O P. Manuel António do Rosário partiu da sua experiência de acompanhamento pastoral de muitas famílias enlutadas. Mas recordou, com João Paulo II (EV 91), que “ ‘a defesa da vida não é prerrogativa dos cristãos’. Por isso, é preciso prestar atenção à linguagem: dizer que a vida é inviolável, intangível é um dado aceite pela lógica humana universal, dizer que é ‘sagrada’ pressupõe a fé”. No mesmo sentido, afirmou que “a vida é um valor primordial, mas não absoluto, basta pensar no martírio ou na oferta da própria vida por uma causa não religiosa ou mesmo a recusa de um tratamento médico a favor doutra pessoa”. Recordou que diante do sofrimento, o doente e a família atravessam cinco fases: recusa, revolta, negociação, depressão e, finalmente, aceitação. Nesta cinco fases, a fé faz toda a diferença. “A fé pode oferecer-nos paz, serenidade e até sentido: a morte pode tornar-se o cumprimento da vida”. Ao doente terminal deve prestar-se “apoio e acompanhamento humano e de fé”. “A equação básica da bioética católica constrói-se de tal forma que o Índice do Direito de usufruir de uma terapia depende do equilíbrio da probabilidade dos resultados positivos, a qualidade de vida, a extensão provável de vida restante e os custos do resultado terapêutico”. Recordou ainda os oito direitos do doente, entre os quais consta, por exemplo, o direito à atenuação da dor que se senta ao lado do direito ao diálogo confidente.

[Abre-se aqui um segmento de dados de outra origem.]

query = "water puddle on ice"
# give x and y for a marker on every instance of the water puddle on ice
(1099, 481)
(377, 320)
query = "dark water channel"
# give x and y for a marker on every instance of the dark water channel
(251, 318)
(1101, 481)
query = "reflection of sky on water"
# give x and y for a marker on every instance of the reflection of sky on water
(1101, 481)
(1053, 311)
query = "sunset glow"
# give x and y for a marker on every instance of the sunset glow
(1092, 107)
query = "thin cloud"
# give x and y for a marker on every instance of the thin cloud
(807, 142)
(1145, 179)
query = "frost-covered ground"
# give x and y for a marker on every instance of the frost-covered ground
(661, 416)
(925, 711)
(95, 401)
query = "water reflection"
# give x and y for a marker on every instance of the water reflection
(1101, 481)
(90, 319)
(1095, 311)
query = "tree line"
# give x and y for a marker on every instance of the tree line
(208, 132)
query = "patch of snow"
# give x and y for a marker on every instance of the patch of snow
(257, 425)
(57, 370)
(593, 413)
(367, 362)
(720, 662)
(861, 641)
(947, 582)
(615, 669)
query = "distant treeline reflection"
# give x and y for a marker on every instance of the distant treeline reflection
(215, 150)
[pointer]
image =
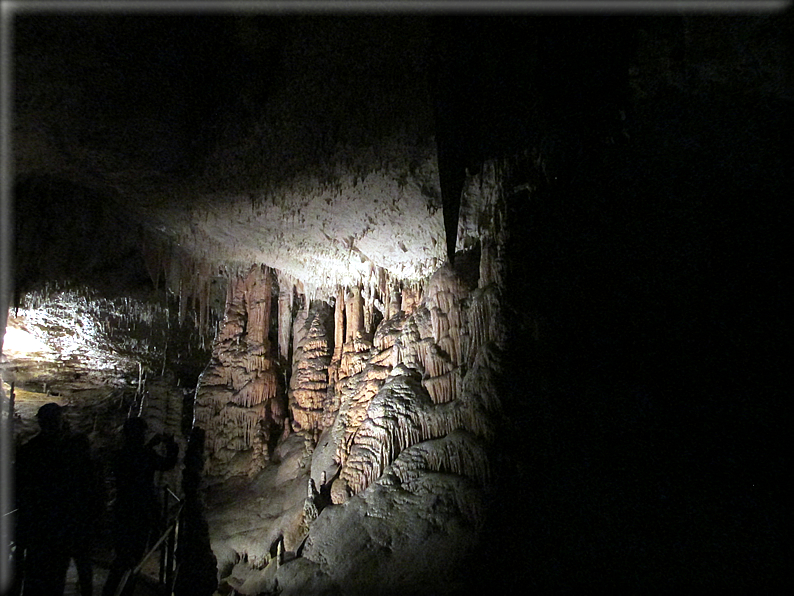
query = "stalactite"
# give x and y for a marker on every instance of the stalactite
(285, 294)
(311, 358)
(237, 401)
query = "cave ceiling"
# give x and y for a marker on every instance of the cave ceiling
(301, 142)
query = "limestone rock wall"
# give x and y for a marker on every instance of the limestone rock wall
(313, 340)
(238, 401)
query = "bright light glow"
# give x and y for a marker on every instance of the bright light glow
(19, 343)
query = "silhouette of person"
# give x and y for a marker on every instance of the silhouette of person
(135, 511)
(88, 504)
(50, 527)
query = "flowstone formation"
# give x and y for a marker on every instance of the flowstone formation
(237, 401)
(392, 407)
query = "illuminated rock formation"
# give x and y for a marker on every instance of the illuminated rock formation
(237, 401)
(313, 341)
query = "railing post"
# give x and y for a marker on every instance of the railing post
(169, 565)
(164, 517)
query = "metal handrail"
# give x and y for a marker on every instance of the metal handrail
(130, 572)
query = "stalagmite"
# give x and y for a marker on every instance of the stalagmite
(311, 357)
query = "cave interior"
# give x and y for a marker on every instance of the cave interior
(506, 288)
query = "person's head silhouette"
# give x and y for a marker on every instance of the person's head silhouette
(135, 431)
(50, 419)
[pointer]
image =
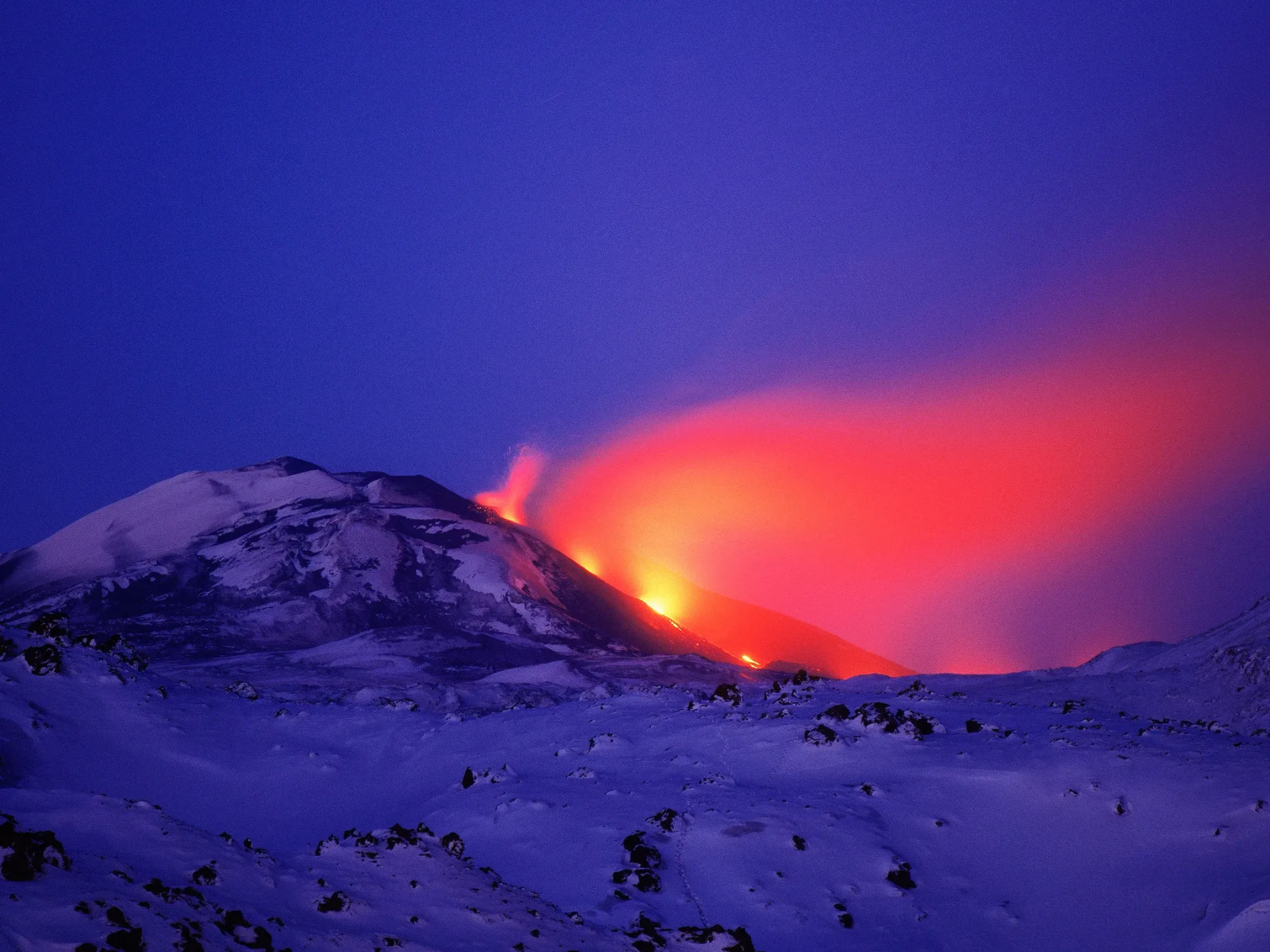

Concluiu afirmando que “diante duma sociedade onde parece vigorar – como afirmava João Paulo II – uma cultura da morte, exige-se a maturação do sentido crítico dos valores e exigências e a renovação da cultura da vida, através do diálogo ético com as outras religiões e com os não crentes, todos os homens e mulheres de boa vontade que estão entre nós empenhados na defesa da vida desde a sua concepção até à sua morte natural”.

No termo destas Jornadas, reconhecemos que uma ideia que atravessou todas as intervenções foi a de que para morrer bem, é preciso viver bem. A morte deve viver-se cada dia reconhecendo que a vida é o maior dom que nos foi confiado. Ora os dons são para partilhar, não para guardar zelosamente. Na medida em que a vida se gasta a benefício dos outros, a morte vem desarmada, desprovista de terror. Aquilo que classicamente se chama “ars moriendi”, na verdade não é mais do que uma “ars vivendi”. Aquele que afirmou “Eu vim para que tenham vida e a tenham em abundância” (Jo 10,7), disse também “ninguém tem maior amor do que aquele que dá a vida pelos seus amigos” (15,13) e, ainda, “Ninguém me tira a vida, sou Eu que a dou” (10,18).